Happily, my schedule for the rest of the week was so busy that I was able to forget all about the London experience. The Edinburgh voice-over was a piece of cake — literally; it was an ad for a Scots bakery chain — but my two days on Deeside introduced me to some new aspects of movie-making.
Miles had said that my scenes would be simple, and he was good as his word. The most difficult thing I had to do was to walk in on an argument between him and Dawn, and deliver the deathless line, ‘Hey, leave me out of this!’ — with style, mind you. All the same, it was fascinating to watch, in another setting, the care and precision with which the operation was run. There were close-ups, two-shots, three-shots, and the positioning and backgrounds had to be right for every one of them.

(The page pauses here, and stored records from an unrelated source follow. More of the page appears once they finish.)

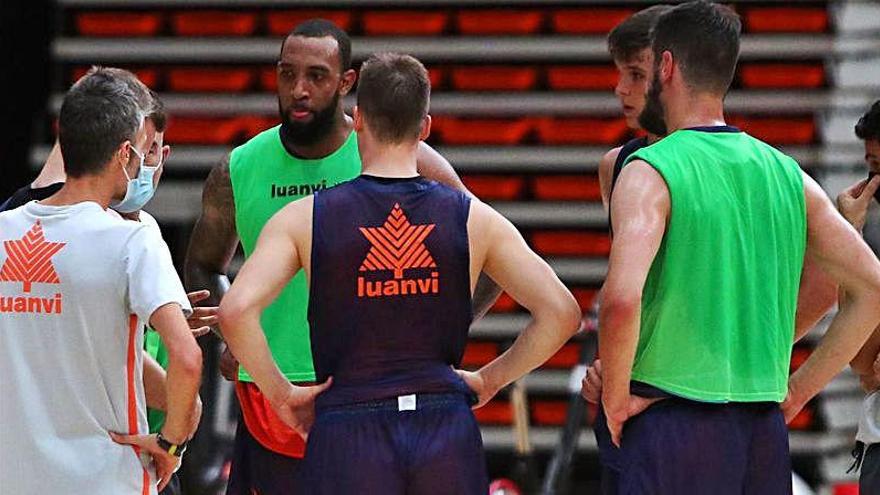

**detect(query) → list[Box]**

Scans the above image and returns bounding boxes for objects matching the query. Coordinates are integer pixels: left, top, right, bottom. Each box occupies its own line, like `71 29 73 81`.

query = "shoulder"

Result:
229 125 281 167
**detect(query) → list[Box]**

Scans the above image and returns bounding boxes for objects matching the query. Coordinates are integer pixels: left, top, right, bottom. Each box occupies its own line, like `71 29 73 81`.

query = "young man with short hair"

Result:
220 54 580 495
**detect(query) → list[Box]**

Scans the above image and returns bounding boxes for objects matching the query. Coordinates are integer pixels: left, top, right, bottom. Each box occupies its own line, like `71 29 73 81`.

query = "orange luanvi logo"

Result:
0 220 66 313
358 204 440 297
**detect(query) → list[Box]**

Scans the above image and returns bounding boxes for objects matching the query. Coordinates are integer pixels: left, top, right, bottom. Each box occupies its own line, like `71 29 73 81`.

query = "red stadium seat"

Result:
745 7 828 33
452 66 538 91
739 64 825 88
456 10 544 35
165 117 247 144
474 399 513 425
434 117 532 144
529 400 568 426
547 65 618 91
461 340 499 368
171 11 257 36
729 117 816 144
461 175 525 200
363 10 449 36
532 175 602 201
491 292 519 313
260 65 278 92
168 67 254 92
70 67 161 90
543 342 581 368
266 10 352 36
788 404 816 430
551 9 634 35
528 232 611 256
537 118 627 145
428 67 447 89
571 288 598 311
76 12 163 37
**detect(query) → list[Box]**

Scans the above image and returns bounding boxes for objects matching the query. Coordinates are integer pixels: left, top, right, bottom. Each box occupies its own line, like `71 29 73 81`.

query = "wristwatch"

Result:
156 432 189 457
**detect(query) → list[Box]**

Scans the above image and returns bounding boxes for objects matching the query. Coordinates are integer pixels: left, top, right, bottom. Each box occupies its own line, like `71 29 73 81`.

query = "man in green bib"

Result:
600 0 880 495
186 20 497 495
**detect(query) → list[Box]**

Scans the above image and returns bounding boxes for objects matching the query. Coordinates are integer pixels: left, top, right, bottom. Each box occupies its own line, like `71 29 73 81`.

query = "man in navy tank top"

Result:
220 54 580 495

The mansion was even bigger than I had expected, with a long, south-facing drawing room which was big enough to accommodate actors, production crew and equipment; a major cost saver as opposed to replicating it on a set, Miles assured me.
My first three-way scene took up a whole day; Miles and Dawn had always struck me as a happy relaxed couple, but there, in the office as it were, sparks flew all day as he fought for perfection in the scene. They were meant to be arguing on screen, but there were moments off-camera when I wondered if they were keeping it up simply to preserve the mood, or were really going at it.
I had a room in the house for the three nights I was up there. At the end of that difficult, but ultimately rewarding, day’s shooting, Dawn went off for a bath while Miles and I sloped off to the study for a soothing gin and tonic. ‘I didn’t realise you could be such a bastard on set,’ I told him, settling back into a big, over-stuffed armchair. ‘If I talked to Prim like that I’d have the imprint of her engagement ring in the middle of my forehead.’
‘I’m a perfectionist, mate,’ he said, his accent becoming noticeably more Aussie, as it always did in private. ‘I direct most of my own movies because I’m lousy at taking direction myself. I could name half-a-dozen people in Hollywood — and you’d know them all — who won’t work with me. If I see something that I know would make a movie better, then I tell them; most LA egos can’t take that.
‘Dawn’s made the same way. She has her own ideas and won’t keep them to herself; that’s why I fell for her in the first place. When she was cast in Kidnapped, she had only a tiny little part, no more than a week’s work. Yet on her second day on set when I was laying down the way I wanted the scene played she said in her little Scots voice, “Excuse me, but don’t you think it would be better if. .”
‘If she wasn’t so fucking gorgeous I might have fired her there and then — my ego’s as well-developed as any of those guys I mentioned. Instead, I thought about what she had said, and took part of it on board. We never looked back from that moment on; now when we work together I know that she’s going to say what she thinks. I might not always agree with it, and when I don’t we go at it hammer and tongs, yet at the end of the day she makes me a better director and I make her a better actor.’
He grinned as he got up to mix us two more G and Ts. ‘If it didn’t work that way we’d have gone the way of most movie couples long ago. As it is, we’ll last for ever. She doesn’t know this — don’t you tell her, either — but when this project is wrapped up, the director credits will be Miles Grayson and Dawn Phillips.’